Nutrient Amount per 100g Daily Value %*
Calories 255 12.8%
Protein 20.28g 40.6%
Total Fat 18.16g 28.0%
Total Carbohydrates 8.09g 2.7%
Dietary Fiber 2.8g 11.2%
Calcium 63mg 4.8%
Iron 3.72mg 20.7%
Magnesium 36mg 8.6%
Potassium 231mg 4.9%
Vitamin B6 0.828mg 48.7%
Folate 26mcg 6.5%

*Daily Values based on a 2,000 calorie diet. Your daily values may be higher or lower depending on your calorie needs.

Breakdown by Experience/Category

Sausage links vary significantly depending on type and brand. Here’s how the nutritional composition breaks down:

Category Calories Protein (g) Fat (g) Carbs (g) Fiber (g)
Meatless/Plant-Based 255 20.28 18.16 8.09 2.8
Typical Pork Link ~290 ~14 ~24 ~0 ~0
Chicken Sausage ~180 ~23 ~9 ~0 ~0

The data provided reflects a meatless or plant-based sausage link, which explains the notable fiber content and slightly different macronutrient balance compared to traditional meat sausages.

Comparison Section

How does a sausage link stack up against similar breakfast proteins? Here’s an honest comparison:

Food Item Serving Size Calories Protein (g) Fat (g) Fiber (g)
Sausage Link (Meatless) 100g 255 20.28 18.16 2.8
Eggs (2 large) 100g 155 13 11 0
Bacon (cooked) 100g 541 37 43 0
Turkey Sausage 100g 182 23 9 0
Chicken Breast (skinless) 100g 165 31 3.6 0

The sausage link sits in an interesting middle ground. It delivers more calories than eggs or turkey sausage but significantly fewer than bacon. The 2.8g of fiber is unique among traditional breakfast proteins—this is what sets plant-based sausages apart nutritionally. If you’re comparing protein per calorie, chicken breast wins at 18.8 calories per gram of protein, while this sausage link scores 12.6 calories per gram of protein, which is still competitive.

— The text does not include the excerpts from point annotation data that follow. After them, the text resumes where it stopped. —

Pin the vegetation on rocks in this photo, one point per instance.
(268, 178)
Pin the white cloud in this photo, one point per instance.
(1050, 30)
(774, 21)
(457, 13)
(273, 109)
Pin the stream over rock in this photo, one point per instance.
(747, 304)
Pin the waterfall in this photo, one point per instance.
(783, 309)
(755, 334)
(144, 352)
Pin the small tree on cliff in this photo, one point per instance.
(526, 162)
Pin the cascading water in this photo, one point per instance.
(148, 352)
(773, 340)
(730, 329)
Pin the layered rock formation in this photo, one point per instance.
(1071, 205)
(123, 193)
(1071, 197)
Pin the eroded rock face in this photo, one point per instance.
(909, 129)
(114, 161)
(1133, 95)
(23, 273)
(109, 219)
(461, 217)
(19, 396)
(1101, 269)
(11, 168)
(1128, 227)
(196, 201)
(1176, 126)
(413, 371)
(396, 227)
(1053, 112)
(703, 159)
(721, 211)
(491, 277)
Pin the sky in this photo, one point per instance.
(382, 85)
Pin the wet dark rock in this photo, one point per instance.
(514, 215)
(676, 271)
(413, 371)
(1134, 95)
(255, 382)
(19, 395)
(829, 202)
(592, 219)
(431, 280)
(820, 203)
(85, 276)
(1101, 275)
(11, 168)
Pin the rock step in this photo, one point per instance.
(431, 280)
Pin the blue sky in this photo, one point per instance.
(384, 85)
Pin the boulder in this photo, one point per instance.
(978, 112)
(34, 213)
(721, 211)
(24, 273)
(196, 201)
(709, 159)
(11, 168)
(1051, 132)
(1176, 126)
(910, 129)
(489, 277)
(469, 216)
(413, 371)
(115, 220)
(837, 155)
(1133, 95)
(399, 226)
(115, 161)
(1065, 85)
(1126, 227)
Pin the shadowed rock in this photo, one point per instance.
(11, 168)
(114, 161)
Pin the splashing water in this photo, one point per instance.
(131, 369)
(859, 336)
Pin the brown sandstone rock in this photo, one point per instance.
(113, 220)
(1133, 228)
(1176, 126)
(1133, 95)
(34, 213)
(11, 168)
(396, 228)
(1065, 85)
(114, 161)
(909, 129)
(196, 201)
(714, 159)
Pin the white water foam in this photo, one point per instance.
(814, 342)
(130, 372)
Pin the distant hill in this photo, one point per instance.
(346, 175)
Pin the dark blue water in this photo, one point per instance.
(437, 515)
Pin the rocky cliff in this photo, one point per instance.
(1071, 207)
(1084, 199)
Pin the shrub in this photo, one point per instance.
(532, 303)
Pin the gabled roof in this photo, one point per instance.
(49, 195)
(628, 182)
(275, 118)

Key Factors Affecting Calories in Sausage Links

1. Plant-Based vs. Meat Formulation

The presence of 2.8g fiber immediately tells us this is a plant-based product. Traditional pork sausage would contain zero fiber and significantly more fat. Plant-based formulations often use binders like soy or pea protein isolate, which adds carbs but reduces overall calorie density compared to fatty meat. This accounts for the 255-calorie count versus ~290 calories for typical pork sausage links of similar weight.

2. Fat Content and Cooking Method

At 18.16g fat per 100g, this sausage contains roughly 65% of its calories from fat. However, the actual serving size matters more than we often realize. A typical single link weighs 45-55 grams, which means you’re consuming roughly 130-140 calories and 8-10g fat from one link, not the full 100g serving shown in the data. Pan-frying in additional oil adds 80-120 calories per link, while air-frying or baking adds minimal calories.

3. Fiber-to-Carb Ratio

With 8.09g total carbs and 2.8g fiber, the net carbs come to 5.29g per 100g. This favorable ratio makes sausage links suitable for low-carb diets. The fiber likely comes from added vegetable-based ingredients like cellulose, pea fiber, or grain bran used as binders in plant-based sausages.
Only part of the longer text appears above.